Chacun connaît le refrain de cette chanson interprétée par Ray Ventura, dont elle fut l’un des plus grands succès. C’est aujourd’hui une expression courante. Pour les plus jeunes, rappelons qu’il s’agit d’un dialogue entre une vieille marquise et son valet; ce dernier relate sur un mode hyperbolique une série d’événements dramatiques, de la mort de la jument grise au suicide du marquis, chaque nouvelle catastrophe étant ponctuée par le refrain entonné avec enthousiasme sur un air très entraînant. L’état du monde, en ce printemps 2020, fait inévitablement songer à cette chanson, qui fut souvent utilisée pour décrire la situation en Europe dans les années 1935-1939, ce qui n’est guère rassurant.

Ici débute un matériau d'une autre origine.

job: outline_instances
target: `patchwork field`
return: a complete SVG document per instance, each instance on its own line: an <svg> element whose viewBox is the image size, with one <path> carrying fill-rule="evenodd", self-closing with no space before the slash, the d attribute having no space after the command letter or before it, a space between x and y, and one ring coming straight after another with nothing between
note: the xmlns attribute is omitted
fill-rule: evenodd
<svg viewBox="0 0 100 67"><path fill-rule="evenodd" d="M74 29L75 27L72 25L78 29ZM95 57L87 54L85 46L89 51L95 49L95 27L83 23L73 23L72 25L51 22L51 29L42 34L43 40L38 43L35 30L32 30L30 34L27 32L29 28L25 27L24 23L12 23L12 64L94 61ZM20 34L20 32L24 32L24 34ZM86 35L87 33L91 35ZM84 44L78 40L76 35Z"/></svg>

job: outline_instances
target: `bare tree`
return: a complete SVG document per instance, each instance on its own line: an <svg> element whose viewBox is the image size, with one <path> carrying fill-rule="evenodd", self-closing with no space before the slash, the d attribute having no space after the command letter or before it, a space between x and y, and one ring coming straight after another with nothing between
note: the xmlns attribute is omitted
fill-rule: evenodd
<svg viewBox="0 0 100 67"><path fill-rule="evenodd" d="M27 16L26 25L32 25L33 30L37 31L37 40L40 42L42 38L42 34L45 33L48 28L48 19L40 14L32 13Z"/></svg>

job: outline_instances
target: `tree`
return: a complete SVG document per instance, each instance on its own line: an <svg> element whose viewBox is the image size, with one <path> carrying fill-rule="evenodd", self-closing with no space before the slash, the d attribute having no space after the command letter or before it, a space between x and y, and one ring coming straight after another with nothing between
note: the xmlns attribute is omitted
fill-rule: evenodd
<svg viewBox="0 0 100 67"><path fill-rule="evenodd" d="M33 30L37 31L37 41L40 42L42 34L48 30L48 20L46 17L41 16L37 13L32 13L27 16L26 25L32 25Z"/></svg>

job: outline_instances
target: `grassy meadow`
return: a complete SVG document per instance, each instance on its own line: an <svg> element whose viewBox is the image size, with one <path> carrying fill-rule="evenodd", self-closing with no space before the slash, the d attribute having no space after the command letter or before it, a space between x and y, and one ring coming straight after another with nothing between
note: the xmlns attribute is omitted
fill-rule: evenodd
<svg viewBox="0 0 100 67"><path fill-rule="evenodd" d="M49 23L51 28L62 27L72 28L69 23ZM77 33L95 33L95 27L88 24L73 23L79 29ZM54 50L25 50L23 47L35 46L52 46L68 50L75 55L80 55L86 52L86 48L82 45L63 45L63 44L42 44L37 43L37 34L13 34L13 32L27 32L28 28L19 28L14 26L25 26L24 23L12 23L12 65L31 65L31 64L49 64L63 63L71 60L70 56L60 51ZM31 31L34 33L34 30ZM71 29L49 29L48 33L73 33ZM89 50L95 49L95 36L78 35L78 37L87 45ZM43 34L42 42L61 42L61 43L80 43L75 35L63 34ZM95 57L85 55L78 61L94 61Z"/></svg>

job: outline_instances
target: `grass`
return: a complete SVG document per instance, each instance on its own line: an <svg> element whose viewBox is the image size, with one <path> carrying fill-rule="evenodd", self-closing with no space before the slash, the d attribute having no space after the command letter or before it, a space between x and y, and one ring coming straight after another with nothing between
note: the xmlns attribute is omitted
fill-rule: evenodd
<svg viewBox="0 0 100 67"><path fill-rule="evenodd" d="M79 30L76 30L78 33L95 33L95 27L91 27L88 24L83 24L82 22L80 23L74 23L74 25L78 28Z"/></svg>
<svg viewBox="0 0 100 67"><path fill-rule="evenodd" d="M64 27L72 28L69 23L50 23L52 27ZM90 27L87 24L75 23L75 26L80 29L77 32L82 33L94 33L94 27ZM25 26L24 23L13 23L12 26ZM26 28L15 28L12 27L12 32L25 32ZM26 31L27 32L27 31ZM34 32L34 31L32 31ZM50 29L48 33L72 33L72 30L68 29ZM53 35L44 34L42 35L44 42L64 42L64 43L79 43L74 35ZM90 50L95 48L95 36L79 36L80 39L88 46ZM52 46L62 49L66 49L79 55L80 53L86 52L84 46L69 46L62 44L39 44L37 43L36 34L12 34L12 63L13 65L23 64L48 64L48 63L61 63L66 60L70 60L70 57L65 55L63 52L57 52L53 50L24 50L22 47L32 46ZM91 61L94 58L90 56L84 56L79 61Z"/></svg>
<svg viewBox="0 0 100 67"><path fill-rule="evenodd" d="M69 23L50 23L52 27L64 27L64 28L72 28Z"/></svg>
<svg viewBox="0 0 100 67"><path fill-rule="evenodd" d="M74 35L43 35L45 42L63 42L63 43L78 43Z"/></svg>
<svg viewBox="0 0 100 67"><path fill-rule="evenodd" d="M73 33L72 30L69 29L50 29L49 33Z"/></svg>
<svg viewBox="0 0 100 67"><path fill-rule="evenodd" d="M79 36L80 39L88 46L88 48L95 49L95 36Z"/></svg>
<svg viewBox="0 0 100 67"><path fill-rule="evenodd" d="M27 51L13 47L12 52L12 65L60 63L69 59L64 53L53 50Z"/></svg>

Certes, en Europe, la pandémie meurtrière recule, mais ce n’est pas encore le cas sur le continent américain, où le nombre de nouveaux cas journaliers s’est stabilisé à un très haut niveau. En Russie et en Inde, la courbe est encore fortement ascendante et l’Afrique n’est plus épargnée. Bref, au niveau planétaire, le combat est loin d’être gagné. Avec plus de 80 000 nouveaux cas par jour au cours du mois écoulé, on peut craindre que le million de morts de la grippe de Hongkong en 1969 ne soit atteint, voire dépassé, en dépit de toutes les mesures prises.

L’intolérable devient la norme

A quoi s’ajoute évidemment une crise économique d’une gravité sans précédent. En Europe, les «amortisseurs conjoncturels» (le chômage partiel en l’occurrence) ont bien fonctionné. Ce n’est pas le cas partout! Aux Etats-Unis, le nombre de chômeurs a dépassé la barre des 30 millions; ils se retrouvent souvent sans assurance maladie. Dans les pays émergents ou en voie de développement, qui ne disposent pas d’un filet social, la situation est plus dramatique encore, puisque les conséquences sociales du confinement sont insupportables pour une bonne partie de la population, qui perd tout moyen d’existence. Même si le virus disparaît de lui-même ou si l’on découvre rapidement un traitement ou un vaccin, accessible à tous (ce qui fait beaucoup de si), la crise économique aura été d’une telle violence que la crise sociale risque de durer longtemps. En plus des salariés qui auront perdu leur emploi, combien d’artisans, de petits commerçants ou de cafetiers-restaurateurs vont-ils faire faillite et tomberont pour un temps à la charge de la société?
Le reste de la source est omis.